The board of Estia Well being is contemplating the indicative proposal to evaluate whether or not it’s in the very best pursuits of shareholders to have interaction with Bain Capital, the corporate stated in an announcement.
Shares of the Sydney-based firm surged as a lot as 21.4% to A$2.84, their highest since November 2019. It was additionally on observe to put up its greatest soar in additional than two years.
Native media had reported on Thursday {that a} potential acquirer was shopping for shares within the firm primarily based on its quantity over the previous two days.
On Friday, Estia stated it isn’t conscious of the identification of the occasion or events who’ve acquired shares over the previous two days.
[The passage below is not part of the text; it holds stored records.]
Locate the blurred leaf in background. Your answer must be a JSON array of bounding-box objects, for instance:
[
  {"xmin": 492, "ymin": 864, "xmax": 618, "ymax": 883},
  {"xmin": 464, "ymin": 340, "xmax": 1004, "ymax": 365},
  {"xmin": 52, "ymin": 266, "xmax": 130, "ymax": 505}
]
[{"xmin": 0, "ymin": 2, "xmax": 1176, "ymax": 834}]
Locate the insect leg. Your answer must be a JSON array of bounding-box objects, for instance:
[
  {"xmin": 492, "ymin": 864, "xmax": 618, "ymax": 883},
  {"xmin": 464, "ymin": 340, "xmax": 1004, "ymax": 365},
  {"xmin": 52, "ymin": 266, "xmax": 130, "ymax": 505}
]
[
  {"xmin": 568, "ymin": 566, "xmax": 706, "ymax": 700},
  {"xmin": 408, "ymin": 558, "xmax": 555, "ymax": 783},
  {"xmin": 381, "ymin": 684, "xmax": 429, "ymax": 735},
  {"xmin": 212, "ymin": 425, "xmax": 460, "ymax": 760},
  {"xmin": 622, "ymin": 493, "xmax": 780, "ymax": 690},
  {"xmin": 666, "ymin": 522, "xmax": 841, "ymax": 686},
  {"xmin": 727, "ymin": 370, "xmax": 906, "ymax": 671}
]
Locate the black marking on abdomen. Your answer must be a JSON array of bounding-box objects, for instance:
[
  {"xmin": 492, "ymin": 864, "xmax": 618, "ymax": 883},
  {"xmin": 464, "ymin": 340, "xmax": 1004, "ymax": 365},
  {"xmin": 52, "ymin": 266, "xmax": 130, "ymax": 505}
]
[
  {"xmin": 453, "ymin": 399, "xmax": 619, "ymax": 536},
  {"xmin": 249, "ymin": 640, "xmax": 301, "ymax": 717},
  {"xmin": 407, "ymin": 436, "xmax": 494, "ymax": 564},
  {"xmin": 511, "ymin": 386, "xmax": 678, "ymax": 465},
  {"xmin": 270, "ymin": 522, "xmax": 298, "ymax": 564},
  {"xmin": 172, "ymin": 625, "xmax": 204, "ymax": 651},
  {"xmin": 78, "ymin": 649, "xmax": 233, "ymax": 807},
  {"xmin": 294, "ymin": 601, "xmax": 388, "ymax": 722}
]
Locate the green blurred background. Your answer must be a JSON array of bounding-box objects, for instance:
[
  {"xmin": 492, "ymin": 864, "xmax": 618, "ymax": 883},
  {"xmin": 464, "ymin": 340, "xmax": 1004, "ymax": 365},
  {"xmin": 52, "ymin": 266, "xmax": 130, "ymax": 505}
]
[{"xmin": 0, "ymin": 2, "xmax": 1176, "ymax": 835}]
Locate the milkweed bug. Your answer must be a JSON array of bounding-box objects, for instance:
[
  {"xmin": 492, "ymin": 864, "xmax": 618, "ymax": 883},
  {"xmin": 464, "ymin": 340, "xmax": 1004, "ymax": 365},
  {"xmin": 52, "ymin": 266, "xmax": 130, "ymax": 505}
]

Just about the native media report, brokerage RBC stated it had a optimistic outlook for the aged care sector on enhancing occupancy charges, dissipating COVID impacts and smaller suppliers exiting the market.
Estia final month posted internet loss from unusual actions after tax attributable for six months ended Dec. 31 of A$25.3 million, in comparison with a lack of A$8.1 million a 12 months prior.
In April final 12 months, EML Funds (EML.AX) was in talks with Bain Capital for a possible buyout, however the firm stated the talks had ceased with out an agreed deal.